John Kinney, who oversees airport operations, viewed the results of a three-month CBS 4 News investigation into the conduct of Servisair, the largest de-icing contractor at DIA.

"What we saw on the video was very concerning," Kinney said.

Servisair de-ices planes for 22 airlines at DIA. It hired nearly 500 de-icers, or "icemen" as they are known, to work this winter.

Each is supposed to receive about two hours of training by Servisair in driving around the airfield.

After that, the employees are sent to receive a security badge from DIA, a badge that indicates the employees have been properly trained.

When a CBS 4 producer applied for a de-icing job with Servisair, he never received any driving training. Even so, Servisair sent him to get an airport security badge, with a driving endorsement.

An undercover camera was rolling as a female Servisair administrator filled out an official DIA form for the CBS 4 employee so he could get a driving endorsement.

"So, if they ask you if you did your driving training, yeah," she says. "You will do it when you do OJT (on the job training)."

She then fills out a form for the employee indicating he had already received comprehensive training in driving around DIA's restricted areas.

She signed it "Eric Hanson," the name of the man who provides driving training for Servisair.

The CBS 4 employee never met Eric Hanson. But armed with the form, DIA personnel provided him with a security badge clearing him to drive around the airfield.

'Not the way'

The transaction was "totally inappropriate," said Larry Alfs, Servisair's director of de-icing operations.

"We're very surprised. This is not the way we do things," Alfs said.

The CBS 4 investigation found this wasn't an isolated case.

A Servisair de-icer who was hired earlier this fall said he never received driving training and was given a falsified form by the company allowing him to obtain a security badge from DIA with a driving endorsement. The man spoke on the condition his name not be used.

"It was a total lie," he said. "He (a Servisair manager) said if I was asked by DIA security if I received the training, tell them 'Yes, I got it already,' and then he signed the form off.

Hasn't received training

"That's a real safety issue," the de-icer said. "Some of these people are going to drive their equipment with no idea where to go or how to do it.
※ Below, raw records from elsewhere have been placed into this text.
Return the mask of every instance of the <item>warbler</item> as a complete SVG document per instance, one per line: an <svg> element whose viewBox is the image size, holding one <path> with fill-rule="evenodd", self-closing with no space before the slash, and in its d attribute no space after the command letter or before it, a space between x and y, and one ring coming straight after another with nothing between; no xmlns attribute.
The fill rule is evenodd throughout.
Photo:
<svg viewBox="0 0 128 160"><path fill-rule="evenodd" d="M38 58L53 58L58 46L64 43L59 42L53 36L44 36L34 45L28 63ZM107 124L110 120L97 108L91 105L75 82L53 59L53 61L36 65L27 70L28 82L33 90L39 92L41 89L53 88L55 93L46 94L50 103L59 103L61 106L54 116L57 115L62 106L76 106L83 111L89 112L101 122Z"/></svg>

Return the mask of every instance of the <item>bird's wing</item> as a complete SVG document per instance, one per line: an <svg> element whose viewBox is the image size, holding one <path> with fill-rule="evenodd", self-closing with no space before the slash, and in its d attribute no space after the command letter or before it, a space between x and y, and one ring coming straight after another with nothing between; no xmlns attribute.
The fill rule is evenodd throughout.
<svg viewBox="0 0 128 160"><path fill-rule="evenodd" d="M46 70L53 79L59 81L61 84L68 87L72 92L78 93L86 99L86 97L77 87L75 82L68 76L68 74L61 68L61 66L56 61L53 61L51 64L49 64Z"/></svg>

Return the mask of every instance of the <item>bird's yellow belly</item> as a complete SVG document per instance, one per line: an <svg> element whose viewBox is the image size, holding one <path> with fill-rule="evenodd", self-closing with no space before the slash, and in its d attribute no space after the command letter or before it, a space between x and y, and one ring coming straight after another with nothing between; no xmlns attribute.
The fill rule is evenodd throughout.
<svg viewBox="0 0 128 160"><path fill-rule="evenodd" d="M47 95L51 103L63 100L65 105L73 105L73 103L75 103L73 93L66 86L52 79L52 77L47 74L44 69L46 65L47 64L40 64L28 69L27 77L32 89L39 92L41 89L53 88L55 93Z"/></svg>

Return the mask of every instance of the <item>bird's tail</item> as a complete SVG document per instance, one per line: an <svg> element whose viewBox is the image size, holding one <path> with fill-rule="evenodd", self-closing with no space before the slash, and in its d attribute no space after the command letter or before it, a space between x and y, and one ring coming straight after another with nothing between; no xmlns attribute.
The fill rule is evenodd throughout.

As far as I'm concerned, they could run into a plane or go into a runway."

The Servisair employee showed CBS 4 his security badge, with its driving endorsement.

"To this day I haven't received that training," he said.

The licensing of unqualified employees comes even as DIA has implemented rigorous new rules for anyone who drives around the airfield.

Those changes were prompted by a series of incursions involving planes and vehicles. On Feb. 2, a DIA snowplow driver drove onto an active runway in front of a United Airlines jet that had just landed. The plane's pilots used emergency braking to avoid colliding with the plow.

All of which makes the actions of Servisair even more egregious to DIA administrators.

"There's no excuse," said Kinney. "These are safety issues."

Kinney said he was notifying the FAA of the infractions.

Additionally, he said, Servisair managers were being ordered to attend a hearing this week to explain what the CBS 4 investigation uncovered.

Kinney said DIA also was undertaking its own investigation of Servisair's driver training.

Late last week, under pressure from DIA administrators, Servisair ordered all its de-icers back for two hours of "additional mandatory driver training."